BERLIN • The German state of Bavaria is planning "emergency measures" to slow arrivals of asylum seekers, including sending some back to neighbouring Austria, State Premier Horst Seehofer said, directly challenging Chancellor Angela Merkel over the crisis.
Mr Seehofer said over 225,000 refugees have arrived in his southern state in less than five weeks and the authorities are stretched beyond the limit to house and care for them.
The Bavarian Cabinet was due to meet yesterday to agree on the measures, although legally, the state cannot send refugees back as this would be a matter for the federal government in Berlin, where Dr Merkel has refused to cap the number of migrant arrivals.
CONSEQUENCE OF DENYING ASYLUM
If refugees who wish to remain in Germany are sent back to Austria, then you have to expect riots ultimately.
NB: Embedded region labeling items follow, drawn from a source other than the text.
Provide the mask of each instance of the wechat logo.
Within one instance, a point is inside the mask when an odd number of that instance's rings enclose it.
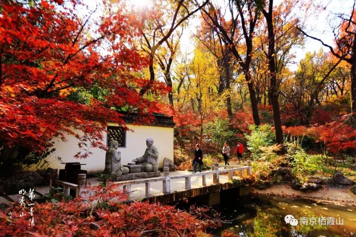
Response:
[[[298,220],[295,219],[294,217],[292,215],[287,215],[286,216],[285,216],[284,221],[286,222],[286,223],[290,224],[291,226],[298,226]]]

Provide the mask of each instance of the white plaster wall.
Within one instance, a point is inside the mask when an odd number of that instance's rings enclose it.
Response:
[[[115,126],[114,123],[109,124]],[[132,160],[141,156],[146,149],[146,139],[152,138],[154,140],[154,145],[158,149],[158,165],[163,166],[163,158],[167,157],[173,160],[173,127],[156,127],[151,126],[127,124],[128,127],[134,131],[126,131],[126,146],[125,148],[119,147],[118,151],[121,152],[122,164],[126,164],[132,162]],[[78,133],[80,134],[80,132]],[[106,133],[103,133],[103,143],[106,144]],[[62,158],[62,162],[80,162],[87,164],[82,168],[88,171],[88,174],[102,172],[105,168],[105,151],[99,148],[90,148],[89,155],[85,159],[77,159],[73,157],[79,151],[78,141],[72,135],[66,137],[66,142],[54,138],[54,148],[56,151],[47,158],[50,162],[49,167],[56,169],[64,169],[64,164],[60,163],[56,158]]]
MS JOHANNA MIKL-LEITNER, Austria's Interior Minister
Vienna has warned of the risk of violence if the government in Bavaria, the main entry point into Germany for asylum seekers moving north through the Balkans and Austria, went ahead with the plan.
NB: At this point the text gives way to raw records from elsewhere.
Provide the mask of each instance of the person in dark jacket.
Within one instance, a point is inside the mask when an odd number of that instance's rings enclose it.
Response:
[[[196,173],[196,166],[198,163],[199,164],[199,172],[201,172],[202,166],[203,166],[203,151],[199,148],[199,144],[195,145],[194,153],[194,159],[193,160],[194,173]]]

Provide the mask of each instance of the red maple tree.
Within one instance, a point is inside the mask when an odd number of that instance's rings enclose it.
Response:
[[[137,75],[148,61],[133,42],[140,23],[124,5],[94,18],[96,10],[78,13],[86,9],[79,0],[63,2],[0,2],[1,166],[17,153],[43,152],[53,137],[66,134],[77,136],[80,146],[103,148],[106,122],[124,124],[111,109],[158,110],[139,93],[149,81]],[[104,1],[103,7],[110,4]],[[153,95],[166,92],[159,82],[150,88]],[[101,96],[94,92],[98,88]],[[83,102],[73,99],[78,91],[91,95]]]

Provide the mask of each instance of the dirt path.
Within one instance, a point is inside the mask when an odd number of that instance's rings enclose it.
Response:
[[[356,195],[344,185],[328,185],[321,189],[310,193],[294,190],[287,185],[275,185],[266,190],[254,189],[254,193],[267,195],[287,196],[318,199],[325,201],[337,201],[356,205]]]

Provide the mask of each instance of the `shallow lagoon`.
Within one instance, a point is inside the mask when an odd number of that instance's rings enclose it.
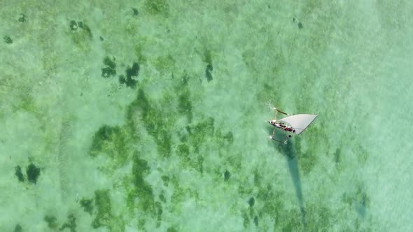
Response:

"If refugees who wish to remain in Germany are sent back to Austria, then you have to expect riots ultimately," said Austrian Interior Minister Johanna Mikl-Leitner.
She was speaking after raising the issue with German Foreign Minister Frank-Walter Steinmeier and Interior Minister Thomas de Maiziere at a European Union meeting in Luxembourg. Both "are naturally very worried", she said.
Although in the same conservative parliamentary bloc, Mr Seehofer is at loggerheads with Dr Merkel on handling the migrant crisis as he insists that limits on numbers allowed into Germany are needed. Dr Merkel has made clear that she will not introduce a refugee cap.
The refugee crisis is taking its toll on the popularity of Dr Merkel's conservative Christian Democrats and their Bavarian sister party, the Christian Social Union, which Mr Seehofer leads.